Una vez, hace muchos años, en mí juventud, asistí a un masivo acto de esos significativos cuando en el Nuevo Circo de Caracas se concentraban las multitudes para los grandes mítines. Estaban allí los dirigentes y varios de ellos decían sus discursos. En un momento dado, hizo presencia un hombre serio, adusto, un hombre que venía de las más elevadas posiciones parlamentarias y políticas. Había sido presidente de un partido relevante; había sido presidente de una de las cámaras del Congreso; había cedido su inobjetable ascenso a la candidatura presidencial en favor de otro compañero. Aquel hombre, allí simplemente era él: él y su historia, él y su prestigio; él y su conciencia limpia; callado, honesto, respetable, sereno, se llamó Antonio Léidenz, un político sin tacha, un político ejemplar que Venezuela debe recordar y honrar.
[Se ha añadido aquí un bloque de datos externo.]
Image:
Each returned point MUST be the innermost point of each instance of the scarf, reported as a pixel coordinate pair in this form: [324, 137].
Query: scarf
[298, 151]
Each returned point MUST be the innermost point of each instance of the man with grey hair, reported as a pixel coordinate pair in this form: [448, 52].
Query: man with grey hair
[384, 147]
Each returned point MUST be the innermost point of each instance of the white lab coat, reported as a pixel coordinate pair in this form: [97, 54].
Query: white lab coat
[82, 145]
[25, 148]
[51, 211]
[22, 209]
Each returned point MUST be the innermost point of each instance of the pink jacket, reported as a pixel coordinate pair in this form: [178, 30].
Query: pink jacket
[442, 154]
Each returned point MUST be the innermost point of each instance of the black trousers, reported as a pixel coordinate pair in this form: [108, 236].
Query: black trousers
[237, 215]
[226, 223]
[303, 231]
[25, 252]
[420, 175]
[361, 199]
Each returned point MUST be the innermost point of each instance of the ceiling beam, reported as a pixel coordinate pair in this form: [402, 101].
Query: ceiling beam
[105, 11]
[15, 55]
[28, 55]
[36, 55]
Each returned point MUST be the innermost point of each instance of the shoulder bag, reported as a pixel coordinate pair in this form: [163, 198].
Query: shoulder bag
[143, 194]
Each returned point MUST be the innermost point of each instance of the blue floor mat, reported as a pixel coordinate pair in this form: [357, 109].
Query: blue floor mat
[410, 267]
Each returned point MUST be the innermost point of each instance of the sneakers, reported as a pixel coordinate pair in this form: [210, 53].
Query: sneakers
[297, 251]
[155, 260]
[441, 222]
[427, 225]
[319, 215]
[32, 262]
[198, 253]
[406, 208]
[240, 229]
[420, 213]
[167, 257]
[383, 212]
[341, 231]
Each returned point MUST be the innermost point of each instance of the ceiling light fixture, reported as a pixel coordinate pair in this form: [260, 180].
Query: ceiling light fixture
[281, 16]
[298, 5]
Allí, en ese instante, recibió el homenaje singular del pueblo, el pueblo le aplaudió de manera sostenida en gesto de general aprobación por sus virtudes y sus logros, y él, respetuoso, permaneció allí ante el juicio aprobatorio y enaltecedor de la Nación.
¡Qué acudan los políticos de hoy de la misma manera ante el jurado nacional; qué el pueblo libre que determine su escogencia; qué el pueblo sea el soberano, consciente, valeroso, decidido, cívico, ejemplar!
Voz del pueblo, voz de Dios… , y después, cuando el pueblo se sienta escuchado y obedecido en su mandato inobjetable, rectamente establecido voto a voto, que salga con júbilo a las calles en paz con absoluto civismo; que sienta la alegría de la victoria sin humillar al otro recordando la máxima de Sucre: “…honor al vencido…”, y en medio de esa hora de exaltación republicana, la Patria, que es una mujer hermosa, la Patria salude a la Venezuela triunfadora, a la Venezuela libre para todos.